Segundo os pesquisadores, o processo começa quando o organismo entra em estado de alerta e libera neurotransmissores ligados à resposta de "luta ou fuga", como a norepinefrina.

Em excesso, essas substâncias prejudicam células importantes do folículo capilar e aceleram a entrada dos fios na fase de queda. Em alguns casos, o corpo ainda interpreta o tecido inflamado como uma ameaça, desencadeando respostas autoimunes que prolongam o problema.

O dermatologista especializado em cabelo e couro cabeludo, João Gabriel Fernandes, explica alguns dos efeitos da exaustão emocional. "Hoje sabemos que o estresse não impacta apenas emocionalmente. Ele altera hormônios, piora inflamações, afeta o sono, a absorção de nutrientes e interfere diretamente no ciclo de crescimento dos fios. O cabelo é um dos primeiros tecidos a responder quando o organismo entra em colapso fisiológico".
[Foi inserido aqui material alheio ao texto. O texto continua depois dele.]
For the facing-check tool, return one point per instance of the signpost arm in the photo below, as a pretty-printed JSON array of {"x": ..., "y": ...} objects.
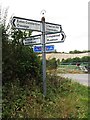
[{"x": 43, "y": 56}]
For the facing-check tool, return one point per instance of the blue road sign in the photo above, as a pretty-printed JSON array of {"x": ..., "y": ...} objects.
[
  {"x": 49, "y": 48},
  {"x": 37, "y": 48}
]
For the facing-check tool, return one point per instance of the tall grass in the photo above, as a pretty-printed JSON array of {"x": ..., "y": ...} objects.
[{"x": 64, "y": 99}]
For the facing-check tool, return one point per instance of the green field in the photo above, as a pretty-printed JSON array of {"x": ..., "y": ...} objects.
[{"x": 69, "y": 69}]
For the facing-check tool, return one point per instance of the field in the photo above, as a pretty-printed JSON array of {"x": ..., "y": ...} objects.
[
  {"x": 60, "y": 56},
  {"x": 69, "y": 69}
]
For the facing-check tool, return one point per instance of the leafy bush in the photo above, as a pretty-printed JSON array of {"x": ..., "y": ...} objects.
[
  {"x": 76, "y": 59},
  {"x": 52, "y": 63},
  {"x": 20, "y": 62}
]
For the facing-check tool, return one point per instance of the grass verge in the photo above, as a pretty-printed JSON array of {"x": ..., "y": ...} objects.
[{"x": 64, "y": 99}]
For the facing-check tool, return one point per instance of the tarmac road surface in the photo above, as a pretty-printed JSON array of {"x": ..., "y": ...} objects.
[{"x": 81, "y": 78}]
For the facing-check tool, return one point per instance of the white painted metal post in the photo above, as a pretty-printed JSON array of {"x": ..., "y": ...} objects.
[{"x": 43, "y": 56}]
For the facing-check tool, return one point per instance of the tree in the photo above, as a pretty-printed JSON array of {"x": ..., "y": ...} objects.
[{"x": 19, "y": 61}]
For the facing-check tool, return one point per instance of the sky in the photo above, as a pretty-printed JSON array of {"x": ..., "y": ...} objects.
[{"x": 71, "y": 14}]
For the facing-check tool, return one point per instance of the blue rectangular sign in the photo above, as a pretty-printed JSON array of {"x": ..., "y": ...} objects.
[{"x": 49, "y": 48}]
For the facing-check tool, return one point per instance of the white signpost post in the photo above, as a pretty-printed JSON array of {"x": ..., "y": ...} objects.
[
  {"x": 33, "y": 40},
  {"x": 51, "y": 33},
  {"x": 51, "y": 28}
]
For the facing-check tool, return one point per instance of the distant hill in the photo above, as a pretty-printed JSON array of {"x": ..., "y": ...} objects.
[{"x": 60, "y": 56}]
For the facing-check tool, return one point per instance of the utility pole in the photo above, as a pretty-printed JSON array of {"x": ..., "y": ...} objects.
[{"x": 43, "y": 56}]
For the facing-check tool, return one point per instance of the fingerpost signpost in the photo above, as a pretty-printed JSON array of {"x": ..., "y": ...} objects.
[{"x": 50, "y": 33}]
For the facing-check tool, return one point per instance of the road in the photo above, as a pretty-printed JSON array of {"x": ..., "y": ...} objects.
[{"x": 81, "y": 78}]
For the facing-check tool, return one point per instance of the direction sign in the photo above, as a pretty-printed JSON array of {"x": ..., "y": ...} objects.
[
  {"x": 55, "y": 38},
  {"x": 37, "y": 49},
  {"x": 33, "y": 40},
  {"x": 51, "y": 27},
  {"x": 49, "y": 48},
  {"x": 27, "y": 24}
]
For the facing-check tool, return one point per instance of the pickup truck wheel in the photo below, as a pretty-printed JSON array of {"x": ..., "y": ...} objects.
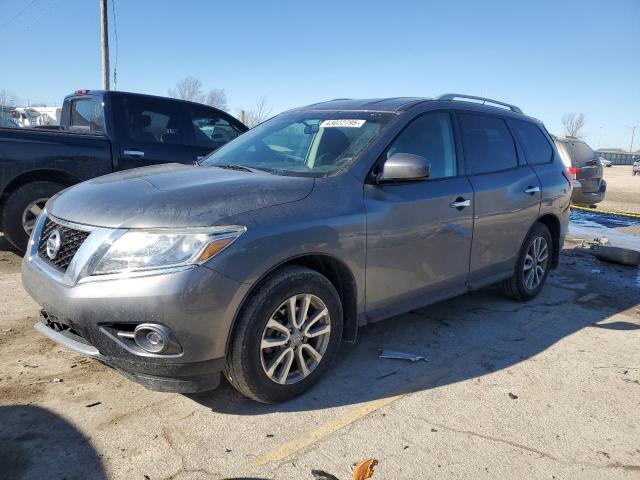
[
  {"x": 286, "y": 337},
  {"x": 22, "y": 207},
  {"x": 533, "y": 265}
]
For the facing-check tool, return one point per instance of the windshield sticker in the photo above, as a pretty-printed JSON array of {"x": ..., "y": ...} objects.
[{"x": 342, "y": 123}]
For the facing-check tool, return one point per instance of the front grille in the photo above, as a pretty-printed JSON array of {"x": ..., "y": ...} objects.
[{"x": 70, "y": 241}]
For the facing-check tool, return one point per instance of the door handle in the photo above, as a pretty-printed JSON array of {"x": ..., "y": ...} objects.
[
  {"x": 460, "y": 203},
  {"x": 134, "y": 153}
]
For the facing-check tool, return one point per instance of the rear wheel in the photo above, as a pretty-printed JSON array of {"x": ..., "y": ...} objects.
[
  {"x": 287, "y": 335},
  {"x": 533, "y": 265},
  {"x": 21, "y": 209}
]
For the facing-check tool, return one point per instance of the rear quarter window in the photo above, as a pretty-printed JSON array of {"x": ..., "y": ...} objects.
[
  {"x": 534, "y": 144},
  {"x": 581, "y": 153},
  {"x": 87, "y": 113}
]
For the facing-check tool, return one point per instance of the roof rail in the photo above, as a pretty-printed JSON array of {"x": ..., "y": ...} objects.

Na prática clínica, o quadro costuma aparecer alguns meses depois de um gatilho emocional. É comum que pacientes associem a queda a produtos ou mudanças externas, quando, na verdade, o corpo ainda está respondendo biologicamente a períodos intensos de ansiedade, burnout, luto, pressão profissional ou privação de sono.

"O folículo capilar é extremamente sensível ao cortisol e aos processos inflamatórios. Muitas vezes, o fio cai quando o paciente acredita que o pior já passou", afirma Fernandes.

Especialistas alertam ainda que nenhum tratamento capilar é sustentável sem controle dos fatores internos. Alimentação adequada, reposição de nutrientes, qualidade do sono, redução do estresse e equilíbrio hormonal são parte central da recuperação capilar.

"Não adianta tratar apenas o fio. A queda capilar associada ao estresse exige uma abordagem sistêmica. Quando o organismo sai do modo de sobrevivência, o cabelo volta a ter condições de crescer de forma saudável", conclui o dermatologista João Gabriel Fernandes.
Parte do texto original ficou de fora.